The best predictor in each experiment is selected based on positive CRs in the training and validation data and the maximum CRs in the validation data.

4.4 Hyperparameter setting

The detailed hyperparameter settings are summarized in Table 3, and hidden size is applied to the generator and the discriminator at the same time.

Table 3 Explanation of hyperparameters

4.5 Comparison of cumulative returns of seven models

The best models are selected based on their return rates when applied to the validation data. As summarized in Table 4, the GAN model yields the best return rates for stocks 6505.TW, 1301.TW, and 2207.TW. The GAN-S yields the best return rates for stocks 2454.TW, 6505.TW, 2882.TW, 3008.TW, and 3711.TW. The LSGAN yields the best return rates for stocks 2317.TW, 2886.TW, and 2881.TW. The LSGAN-S yields the best return rates for stocks 1216.TW and 2382.TW. The WGAN yields the best return rates for stocks 2330.TW and 2308.TW. The WGAN-S yields the best return rates for stocks 1303.TW, 1326.TW, 2891.TW, and 2884.TW. The H-LSTM yields the best return rate only for stock 3045.TW. In addition, none of the predictors yield positive return rates for stocks 2308.TW, 1216.TW, and 3045.TW.

Table 4 Comparison of CRs of the seven predictors when applied to testing data

As summarized in Table 5, the GAN-S yields the highest rewards on five stocks, and its average CR is 0.0500. However, the GAN has the highest average CR of 0.0542 among the seven models. The WGAN-S is ranked second with an average CR of 0.0523, and the H-LSTM is ranked last with an average CR of 0.0102. In addition, the GAN-S and WGAN-S are superior to the GAN and WGAN in terms of providing the best returns. However, in terms of the average CR, only WGAN-S is superior to WGAN.

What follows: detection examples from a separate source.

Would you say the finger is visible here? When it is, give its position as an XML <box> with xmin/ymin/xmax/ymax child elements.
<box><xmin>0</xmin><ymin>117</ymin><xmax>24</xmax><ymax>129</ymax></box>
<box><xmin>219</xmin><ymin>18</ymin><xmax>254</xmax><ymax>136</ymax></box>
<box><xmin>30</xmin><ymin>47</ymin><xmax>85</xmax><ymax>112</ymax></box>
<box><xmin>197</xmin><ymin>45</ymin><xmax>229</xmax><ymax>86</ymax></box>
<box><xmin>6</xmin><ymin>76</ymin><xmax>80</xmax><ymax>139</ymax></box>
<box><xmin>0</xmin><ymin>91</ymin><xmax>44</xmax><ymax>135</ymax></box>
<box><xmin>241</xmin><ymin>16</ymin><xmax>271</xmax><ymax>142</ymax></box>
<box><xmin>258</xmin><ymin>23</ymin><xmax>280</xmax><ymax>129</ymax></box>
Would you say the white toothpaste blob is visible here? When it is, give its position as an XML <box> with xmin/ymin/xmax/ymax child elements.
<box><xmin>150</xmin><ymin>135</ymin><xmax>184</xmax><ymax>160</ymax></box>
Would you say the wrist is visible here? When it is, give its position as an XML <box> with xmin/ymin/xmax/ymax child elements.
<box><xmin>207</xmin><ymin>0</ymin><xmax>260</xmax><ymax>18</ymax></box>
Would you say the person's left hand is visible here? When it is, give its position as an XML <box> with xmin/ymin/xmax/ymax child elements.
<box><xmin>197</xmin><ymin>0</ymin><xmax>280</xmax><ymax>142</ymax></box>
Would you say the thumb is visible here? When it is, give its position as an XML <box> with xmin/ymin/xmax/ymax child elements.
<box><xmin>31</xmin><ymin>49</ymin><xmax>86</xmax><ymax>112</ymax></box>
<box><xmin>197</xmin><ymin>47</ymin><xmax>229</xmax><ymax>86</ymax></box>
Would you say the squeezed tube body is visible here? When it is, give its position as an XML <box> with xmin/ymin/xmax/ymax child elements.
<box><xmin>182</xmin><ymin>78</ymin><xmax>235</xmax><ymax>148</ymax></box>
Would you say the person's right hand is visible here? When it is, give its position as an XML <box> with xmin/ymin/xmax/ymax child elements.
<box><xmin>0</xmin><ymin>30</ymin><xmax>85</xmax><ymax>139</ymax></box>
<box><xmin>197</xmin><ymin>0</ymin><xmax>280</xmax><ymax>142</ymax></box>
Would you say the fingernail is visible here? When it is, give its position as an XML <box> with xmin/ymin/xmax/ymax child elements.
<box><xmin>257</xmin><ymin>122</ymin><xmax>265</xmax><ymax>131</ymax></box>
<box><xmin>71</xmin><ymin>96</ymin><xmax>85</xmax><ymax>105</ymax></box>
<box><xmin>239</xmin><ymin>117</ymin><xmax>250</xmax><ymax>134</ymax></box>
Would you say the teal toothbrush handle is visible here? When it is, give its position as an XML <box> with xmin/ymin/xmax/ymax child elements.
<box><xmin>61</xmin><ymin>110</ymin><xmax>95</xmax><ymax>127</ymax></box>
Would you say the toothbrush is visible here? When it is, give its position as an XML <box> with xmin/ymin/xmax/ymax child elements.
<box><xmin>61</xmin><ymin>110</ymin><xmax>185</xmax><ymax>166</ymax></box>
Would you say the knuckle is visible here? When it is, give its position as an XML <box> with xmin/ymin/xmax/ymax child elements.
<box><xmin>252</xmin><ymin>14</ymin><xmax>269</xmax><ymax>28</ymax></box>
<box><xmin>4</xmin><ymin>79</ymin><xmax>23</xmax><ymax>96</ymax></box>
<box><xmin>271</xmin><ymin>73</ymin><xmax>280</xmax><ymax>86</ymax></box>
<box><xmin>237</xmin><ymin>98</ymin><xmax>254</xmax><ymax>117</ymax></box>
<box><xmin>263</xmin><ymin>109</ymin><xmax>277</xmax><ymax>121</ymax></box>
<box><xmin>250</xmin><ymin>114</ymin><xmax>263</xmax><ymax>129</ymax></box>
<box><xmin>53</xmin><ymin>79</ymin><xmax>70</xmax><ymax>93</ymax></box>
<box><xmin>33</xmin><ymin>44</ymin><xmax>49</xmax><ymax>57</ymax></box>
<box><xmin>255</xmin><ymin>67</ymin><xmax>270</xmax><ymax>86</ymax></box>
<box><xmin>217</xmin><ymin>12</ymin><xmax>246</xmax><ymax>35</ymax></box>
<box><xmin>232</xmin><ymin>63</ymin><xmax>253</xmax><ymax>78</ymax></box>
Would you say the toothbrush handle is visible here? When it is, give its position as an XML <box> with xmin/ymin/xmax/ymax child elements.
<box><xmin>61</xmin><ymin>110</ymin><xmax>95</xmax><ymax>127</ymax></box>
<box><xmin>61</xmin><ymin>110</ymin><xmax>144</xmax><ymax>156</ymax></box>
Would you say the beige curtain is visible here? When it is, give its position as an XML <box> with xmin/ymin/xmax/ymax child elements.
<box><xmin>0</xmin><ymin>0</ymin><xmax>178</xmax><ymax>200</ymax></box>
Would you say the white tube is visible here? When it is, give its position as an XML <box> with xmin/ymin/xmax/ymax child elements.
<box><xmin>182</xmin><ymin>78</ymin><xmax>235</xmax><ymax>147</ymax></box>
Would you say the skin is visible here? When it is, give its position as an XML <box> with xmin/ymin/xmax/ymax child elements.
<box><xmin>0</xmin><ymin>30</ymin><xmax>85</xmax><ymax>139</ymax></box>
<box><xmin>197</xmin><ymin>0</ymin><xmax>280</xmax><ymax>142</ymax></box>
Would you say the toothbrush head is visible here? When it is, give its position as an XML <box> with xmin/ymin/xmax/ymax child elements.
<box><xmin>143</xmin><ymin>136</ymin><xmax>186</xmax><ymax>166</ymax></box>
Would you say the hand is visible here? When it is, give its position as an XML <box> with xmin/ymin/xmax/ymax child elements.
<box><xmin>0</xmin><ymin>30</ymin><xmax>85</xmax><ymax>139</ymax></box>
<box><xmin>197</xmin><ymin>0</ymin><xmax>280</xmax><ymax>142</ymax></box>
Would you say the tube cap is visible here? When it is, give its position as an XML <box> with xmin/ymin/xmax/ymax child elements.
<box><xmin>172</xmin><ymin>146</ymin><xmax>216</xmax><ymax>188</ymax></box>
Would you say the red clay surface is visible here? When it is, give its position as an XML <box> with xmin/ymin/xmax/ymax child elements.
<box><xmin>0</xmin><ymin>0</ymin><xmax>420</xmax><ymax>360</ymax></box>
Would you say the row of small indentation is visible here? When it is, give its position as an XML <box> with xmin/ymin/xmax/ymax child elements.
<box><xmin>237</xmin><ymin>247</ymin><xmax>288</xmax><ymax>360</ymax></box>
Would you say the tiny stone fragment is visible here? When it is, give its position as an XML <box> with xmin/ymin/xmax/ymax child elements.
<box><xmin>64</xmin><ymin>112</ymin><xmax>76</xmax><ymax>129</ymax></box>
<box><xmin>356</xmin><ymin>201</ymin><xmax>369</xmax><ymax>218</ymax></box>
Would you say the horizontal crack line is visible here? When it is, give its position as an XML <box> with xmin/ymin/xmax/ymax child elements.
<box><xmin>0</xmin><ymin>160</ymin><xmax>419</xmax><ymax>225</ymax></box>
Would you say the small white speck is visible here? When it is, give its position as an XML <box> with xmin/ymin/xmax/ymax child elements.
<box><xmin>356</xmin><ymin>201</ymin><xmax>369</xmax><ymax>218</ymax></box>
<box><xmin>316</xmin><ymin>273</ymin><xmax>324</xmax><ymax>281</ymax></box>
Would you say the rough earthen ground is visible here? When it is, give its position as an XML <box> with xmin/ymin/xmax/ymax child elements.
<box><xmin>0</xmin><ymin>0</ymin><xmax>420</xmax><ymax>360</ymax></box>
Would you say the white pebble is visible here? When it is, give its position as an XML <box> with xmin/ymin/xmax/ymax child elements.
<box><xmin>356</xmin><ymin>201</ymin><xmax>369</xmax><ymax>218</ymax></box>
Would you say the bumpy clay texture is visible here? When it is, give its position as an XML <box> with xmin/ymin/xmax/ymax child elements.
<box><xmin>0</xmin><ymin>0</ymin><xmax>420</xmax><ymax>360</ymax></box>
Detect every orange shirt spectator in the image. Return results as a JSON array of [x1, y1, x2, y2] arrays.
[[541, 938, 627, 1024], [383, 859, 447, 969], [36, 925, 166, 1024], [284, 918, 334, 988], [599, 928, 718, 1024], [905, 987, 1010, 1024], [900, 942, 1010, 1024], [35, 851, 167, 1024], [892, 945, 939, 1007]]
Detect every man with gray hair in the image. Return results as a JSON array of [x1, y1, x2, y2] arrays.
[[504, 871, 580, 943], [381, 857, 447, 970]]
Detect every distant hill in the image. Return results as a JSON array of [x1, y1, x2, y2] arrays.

Table 5 Counting of stock CRs of seven predictors and average CR

Table 6 displays the count of positive CRs (pCR), the count of negative CRs (nCR), the count of zero CRs, and the positive ratio CR (prCR) for each model when applied to the test data, where pr is calculated as pCR/(pCR + nCR). In the case of the WGAN-S, 15 stocks fall under pCR, and it is the best predictor given its prCR of 0.75. In the case of the H-LSTM, only six stocks fall under pCR, and it is the worst model given its prCR of 0.38. The performance of the other predictors in terms of prCR are between those of the H-LSTM and WGAN-S. On the basis of a comparison of the GAN-S, LSGAN-S, and WGAN-S in terms of supervised loss, only the LSGAN-S exhibits no improvement. However, all of the models outperform the fixed deposit return rate of 0.004.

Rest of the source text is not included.